Roberto – Lembro que Morin afirma que “a humanidade não se reduz, de modo algum, à animalidade, mas sem animalidade não há humanidade”. Eu considero essa frase muito profunda, ainda mais pelo fato de esquecermos constantemente que pertencemos ao cosmos, a natureza, existem condições que dependemos para viver, embora ignoremos.

Inaiê – Sem contar que nos consideramos melhores que todos os demais seres viventes, já que  muitas vezes temos apenas a sede por poder, pela produção como forma de gerar capital, mas que ao longo prazo todos os valores se desvanecem, ficando para traz o rastro da destruição e a nossa condição contraditória de seres conscientes e imbecis, ignorando a necessidade de preservar, o que contradiz com o enraizamento cósmico e com nossa condição biológica.

Roberto – Interessante que as condições biológicas possibilitaram o desenvolvimento do ser humano, ao mesmo tempo as condições sociais, culturais instigaram a forma de ser do humano, construindo uma condição que vai além do biológico e físico, ganha uma esfera da linguagem, da consciência e até mesmo espiritual.

Inaiê – Eu fico admirada ao pensar o desenvolvimento do ser humano, nas práticas funerárias, nas atividades de caça na pré-história, o mito, a magia e a razão se misturavam, a capacidade de aprender com as experiências trouxe muitas inovações, novas formas de ser.

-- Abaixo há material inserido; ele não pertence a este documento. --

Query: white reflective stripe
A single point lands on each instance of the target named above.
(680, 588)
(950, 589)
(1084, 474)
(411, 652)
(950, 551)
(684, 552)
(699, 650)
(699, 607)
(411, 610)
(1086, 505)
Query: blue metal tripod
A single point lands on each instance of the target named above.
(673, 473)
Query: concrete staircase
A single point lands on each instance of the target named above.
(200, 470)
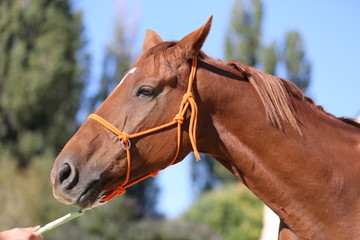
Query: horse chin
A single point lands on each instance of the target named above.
(91, 197)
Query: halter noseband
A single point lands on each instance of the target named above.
(188, 100)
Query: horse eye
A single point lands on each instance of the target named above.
(145, 91)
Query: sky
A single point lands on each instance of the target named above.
(330, 31)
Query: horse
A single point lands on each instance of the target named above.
(301, 161)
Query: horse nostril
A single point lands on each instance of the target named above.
(68, 176)
(64, 172)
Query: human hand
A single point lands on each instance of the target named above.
(21, 234)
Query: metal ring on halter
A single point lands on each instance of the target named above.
(124, 145)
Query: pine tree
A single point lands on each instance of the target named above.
(40, 75)
(243, 43)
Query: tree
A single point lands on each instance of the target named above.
(40, 75)
(232, 211)
(297, 66)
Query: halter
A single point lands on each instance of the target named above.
(188, 100)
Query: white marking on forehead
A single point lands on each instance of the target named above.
(131, 71)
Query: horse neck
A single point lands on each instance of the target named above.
(295, 175)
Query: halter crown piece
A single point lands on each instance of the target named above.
(188, 100)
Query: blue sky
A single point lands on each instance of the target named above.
(330, 30)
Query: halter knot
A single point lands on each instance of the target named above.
(187, 101)
(179, 119)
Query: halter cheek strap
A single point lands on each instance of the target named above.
(187, 101)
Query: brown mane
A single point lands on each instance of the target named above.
(279, 97)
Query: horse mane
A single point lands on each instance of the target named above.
(279, 97)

Roberto – Edgar Morin traz outra observação importante, pois os seres humanos modernos acreditavam ter encontrado a racionalidade, por isso aparece o ideal do iluminismo, contudo, as religiões e os mitos sobreviveram com mais intensidade, surgiu o mito do estado nacional, barreiras foram postas e esses humanos passaram inclusive a promover perseguições em nome dessas ideias, ironicamente, como diz o autor, “o mito introduziu-se no pensamento racional no momento em que este pensava tê-lo expulsado”.

Inaiê – Por esse motivo, podemos dizer que o ser humano entra em contradição, dizemos que somos seres racionais e conscientes e, ao mesmo tempo, matamos em nome de nossas crenças.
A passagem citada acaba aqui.